Adnan Farooq, who appeared on behalf of the respondent, told the WRC the deal with Mr Ahmad was that he “would be paid cash until the time he was registered as an apprentice with Solas” at the apprentice rate of pay.
Mr Farooq said the appropriate rate for an apprentice motor mechanic was €190 a week – and that he “would not have hired [Mr Ahmad]” if it meant paying minimum wage, but rather “someone with experience”.
He added that the business intended to “backpay the complainant at the apprentice rate” and that the parties had “parted ways” when Mr Ahmad sought the national minimum wage.
The tribunal heard the garage applied to register with Solas in October that year, and that an adviser from the State training agency visited the workplace to advise on requirements.
However, Mr Farooq stated that the registration forms were “misdirected in the post”, causing a delay to Mr Ahmad’s registration.

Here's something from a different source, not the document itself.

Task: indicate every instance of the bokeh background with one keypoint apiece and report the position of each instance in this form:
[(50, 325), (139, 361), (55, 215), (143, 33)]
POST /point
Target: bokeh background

Mr Farooq said he accepted that the business owed Mr Ahmad wages, but did not agree they were payable at the national minimum wage – outlining to the tribunal that it intended to pay the complainant his back wages at the apprentice rate.
In her decision, adjudicator Kara Turner noted that it was “common case that there were no wages paid” to Mr Ahmad from September 30th 2024 toJanuary 6th 2025.
She noted the garage’s position that an apprentice motor mechanic was paid €190 a week for a five-day week working 9am to 6pm with an hour of unpaid breaks during the day.
“This equates to €4.75 per hour,” she wrote. The minimum wage applicable to Mr Ahmad, according to his age, was €11.43 an hour up to the end of 2024, and rose to €12.15 in 2025, she added.
Ms Turner wrote that while the National Minimum Wage Act 2000 exempted apprentices, Mr Ahmad had not been registered as one. She added that any issue about the exchange of registration forms with Solas was “immaterial”.
“The real issue is that I can find no lawful basis to support the respondent’s position that an hourly pay rate of €4.75, or other apprentice rate of pay, was the properly payable rate,” she wrote.
She found that Mr Ahmad was entitled to the national minimum wage applicable to his age for his time in employment with the garage, awarding him €5,418 in compensation on that basis.